LitCharts assigns a color and icon to each theme in The Narrative of Frederick Douglass, which you can use to track the themes throughout the work.
The Self-Destructive Hypocrisy of Christian Slaveholders
Knowledge and Ignorance
Truth and Justice
The Inexpressibility of Enslavement
Fellowship
Summary
Analysis
Colonel Lloyd keeps a lush and tempting garden, and slaves are often whipped for stealing fruit from it. In order to prevent theft from the garden, the encircling fence was coated in tar. Any slave who had tar on his body, for whatever reason, would be punished, and slaves began to fear tar itself.
Under the justice of the plantation, slaves are presumed guilty. Douglass's anecdote about the tar shows how such a system results in both terrible fear and ridiculous inefficiency, as slaves feel they will be punished for simply using a substance while the workings of the farm are therefore affected by slaves trying to avoid using tar.
Colonel Lloyd also kept a luxurious stable, under the care of a father-and-son team of slaves named Old Barney and Young Barney. Whenever the Colonel notices the slightest problem with his riding equipment, he blames the Barneys, and the slaves receive a whipping regardless of whether or not they could have controlled the problems. Douglass has even seen Old Barney, a sixty-year-old man, forced to kneel and receive thirty lashes. When the Colonel complains, the slaves cannot answer a word in reply or attempt to justify their actions. The Colonel demands that the slaves stand silently and fearfully in his presence.
The experience of Old Barney and Young Barney symbolizes the terrible uncertainty and unreasonableness that slaves face. The slaves’ inability to speak truthfully in their own defense strips them of yet another quality that seems like a basic human entitlement.
The Colonel is unimaginably wealthy. He was rumored to have a thousand slaves—so many that the Colonel could not recognize them all. On the highway, the Colonel came across a slave he did not recognize and asked him whom he belonged to and how his master treats him. The slave, not recognizing his master, explained his origins and complained of his treatment. A few weeks later, this slave was sold to a Georgia trader as punishment for his truthful responses. This, according to Douglass, is the sort of fate that befalls any slave who speaks truthfully.

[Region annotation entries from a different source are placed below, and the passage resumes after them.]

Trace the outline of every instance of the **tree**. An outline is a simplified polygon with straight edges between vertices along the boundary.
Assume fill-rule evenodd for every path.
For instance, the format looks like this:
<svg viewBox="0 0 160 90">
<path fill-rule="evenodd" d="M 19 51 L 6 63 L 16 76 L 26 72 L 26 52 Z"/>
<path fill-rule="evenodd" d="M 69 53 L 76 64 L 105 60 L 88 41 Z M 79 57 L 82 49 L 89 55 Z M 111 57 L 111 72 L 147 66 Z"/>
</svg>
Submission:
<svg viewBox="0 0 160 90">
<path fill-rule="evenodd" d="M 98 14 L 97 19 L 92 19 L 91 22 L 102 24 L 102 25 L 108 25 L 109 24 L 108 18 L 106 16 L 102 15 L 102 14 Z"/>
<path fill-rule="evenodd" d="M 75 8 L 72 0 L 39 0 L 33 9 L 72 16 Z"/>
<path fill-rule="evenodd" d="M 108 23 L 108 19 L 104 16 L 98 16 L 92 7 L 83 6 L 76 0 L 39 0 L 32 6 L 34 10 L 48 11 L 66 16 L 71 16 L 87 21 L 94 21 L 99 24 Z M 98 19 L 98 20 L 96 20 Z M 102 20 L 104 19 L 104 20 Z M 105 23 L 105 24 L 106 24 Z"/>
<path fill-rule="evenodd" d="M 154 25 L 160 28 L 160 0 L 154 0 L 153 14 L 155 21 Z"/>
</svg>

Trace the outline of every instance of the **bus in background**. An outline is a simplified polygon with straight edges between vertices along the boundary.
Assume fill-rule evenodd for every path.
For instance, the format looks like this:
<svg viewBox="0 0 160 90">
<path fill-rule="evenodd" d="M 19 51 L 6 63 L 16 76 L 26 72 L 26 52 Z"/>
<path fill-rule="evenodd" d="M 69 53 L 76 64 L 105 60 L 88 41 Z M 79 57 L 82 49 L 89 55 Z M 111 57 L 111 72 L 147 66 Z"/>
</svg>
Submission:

Slaves are compelled by fear to obscure the truth of the miseries they endure, lest they end up like the Colonel’s slave who was sold to a Georgia trader. This underscores the importance—and the rarity—of Douglass’s ability to speak candidly and truthfully in his memoir. He is not just speaking for himself—he is speaking for all slaves, because they themselves cannot.
Because slaves who speak the truth of their condition are so often punished, slaves will nearly universally report that they are happy and contented. The slaves adopt the maxim, “a still tongue makes a wise head,” because it is considered better to suppress the truth than to face the consequences of telling it. Douglass himself remembers lying about his happiness when asked.
Because his exposé is read primarily by free people, Douglass is careful to emphasize that slaves' professed contentment is not to be taken seriously, because they have no choice other than to say they are happy. If they say they aren't happy, worse will happen to them.
Like free people, slaves are just as susceptible to prejudiced thinking. They tend to think their own masters are better than others’, and will sometimes fight amongst themselves about the goodness of their masters. Douglass writes that “it was considered as being bad enough to be a slave; but to be a poor man’s slave was deemed a disgrace indeed!”
Douglass drives home the point that slaves are not a homogenous mass, but distinct individuals—with the same foibles as free people. Slaves still compete with one another and find ways to elevate themselves relative to others.